A large change of that nature to the memory-management subsystem naturally leads to fears of regressions, but the work in 5.16 appears to have been relatively problem-free. So 5.17 saw another round of folio-related changes, mostly focused on the page cache (which caches file data). In current kernels, the page cache holds, unsurprisingly, pages, but the 4KB page size used on most systems is often far too small to be efficiently managed. When dealing with files of anything but the smallest size, there is value in caching larger chunks at a time. The 5.17 conversion of the page cache to use folios is intended, among other things, to allow the use of "large folios" (a name chosen because the more descriptive "multi-page folios" was a little too long). Large folios might be huge pages, but they don't have to be limited to the huge-page sizes supported by the CPU; the plan is to support any folio size, as long as it is a power of two.
The 5.17 work adds the machinery to support large folios in the page
cache, the low-level filesystem-support code, and in the XFS filesystem,
but does not actually start using them yet. As Matthew Wilcox said in his pull
request: "there may still be places I've overlooked which still
have page size assumptions
". So the coming development cycle will,
presumably, focus on finding any such places so that the transition can
happen in 5.18. Meanwhile, the more adventurous among us can enable
large folios in 5.17 and help find the remaining sharp edges.
The multi-generational LRU
Another significant memory-management change that has been under development over the last year is the multi-generational LRU, which reworks how the kernel decides which pages to evict when memory is tight. Current kernels use a two-queue system, one each for pages deemed "active" and "inactive". Pages move between the queues based on accesses; when memory is needed, pages are reclaimed off the end of the inactive queue. The multi-generational work generalizes this setup into a larger number of queues, a change that seemingly improves the kernel's ability to identify the pages that are unlikely to be needed in the near future.
When Yu Zhao posted the sixth version of this patch set in early January, he added a request for review and a verdict as to whether it could be merged for 5.17. That sparked a long discussion on the state of this work. As part of that discussion, Michal Hocko (who also did a lot of detailed review of the patches) repeated a theme that has been heard with previous postings: that it would be better to see this work as a series of incremental changes rather than a big addition of new reclaim mechanism:
Changes in the reclaim path are paved with failures and reverts and fine tuning on top of existing fine tuning. The difference from your patchset is that they tend to be much much smaller and go incremental and therefore easier to review.
Jesse Barnes responded that an incremental series might be worse in this case:
I understand the desire for an "incremental approach that gets us from A->B". In the abstract it sounds great. However, with a change like this one, I think it's highly likely that such a path would be littered with regressions both large and small, and would probably be more difficult to reason about than the relatively clean design of MGLRU. On top of that, I don't think we'll get the kind of user feedback we need for something like this *without* merging it.
Linus Torvalds responded
to Barnes, saying that this work "is worth going with
". Hocko
didn't
disagree with Barnes, but did note that there are a lot of things
needing fixing before the code could be merged in any case.

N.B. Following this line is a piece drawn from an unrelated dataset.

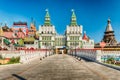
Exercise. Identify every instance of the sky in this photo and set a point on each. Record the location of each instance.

Zhao, meanwhile, has been actively trying to get supporters of this work to
post to the list in favor of its inclusion. Those who responded include Holger
Hoffstätte,
Shuang
Zhai ("the performance improvement is fabulous
"),
Suleiman
Souhlal ("Android on ChromeOS has been using MGLRU for a while
now, with great results
"), Sofia
Trinh, Donald
Carr, and Oleksandr
Natalenko.
There is clearly some interest in getting this work merged; it is just as clearly not in the cards for 5.17, though. Normally one would expect that a change this fundamental could take a long time yet to get in; given the pressure and the approval from Torvalds, though, it could happen a bit more quickly this time. Merging for 5.18 still seems optimistic, but sometime in 2022 could be a real possibility.
Rust for Linux
The project to make it possible to develop kernel modules in the Rust programming language continues to move forward; the third version of the Rust-support patch set was posted on January 17. A number of changes had been made to keep up with the Rust community and to get this work closer to ready for inclusion.
This version of the patch set supports (and thus requires) the recent 1.58 release of the compiler. The build system is now able to determine automatically whether a suitable Rust toolchain is available for building and, if something is missing, it will tell the developer what is needed. The cover letter notes that a couple of the unstable Rust features required for kernel work are becoming stable in near-future compiler releases. There is, however, still a discouragingly long list of required unstable features.
The series itself starts by increasing the maximum length of symbols that can be managed in the "kallsyms" mechanism. It seems that the name-mangling used by Rust can expand names considerably, to the point that 255 characters is not enough to store some names. Developers will not normally need to see the mangled names, but they will show up in kallsyms and may be surprising. Another preliminary step is to add C helper functions for a long list of things that already look like functions in the kernel — readb() or kmap(), for example — that are actually macros or are inlined. Those cannot be called directly from Rust, so they need to be turned into proper functions first.
Most of the Rust code itself currently appears in two crates. The first, called alloc, deals with memory allocation. The Rust language wasn't built with the idea that code might need to continue when a memory allocation fails; instead, the normal result is an immediate crash. Since crashing in kernel code is considered to be impolite, a modified allocator that can handle failures is required. As a Rust developer would expect, it returns a Result object that contains either a pointer to the allocated memory or an error indication, depending on what happened. Evidently the work to support fallible allocations is meant to go into the upstream Rust library, so the kernel's version of this crate may eventually be able to go away.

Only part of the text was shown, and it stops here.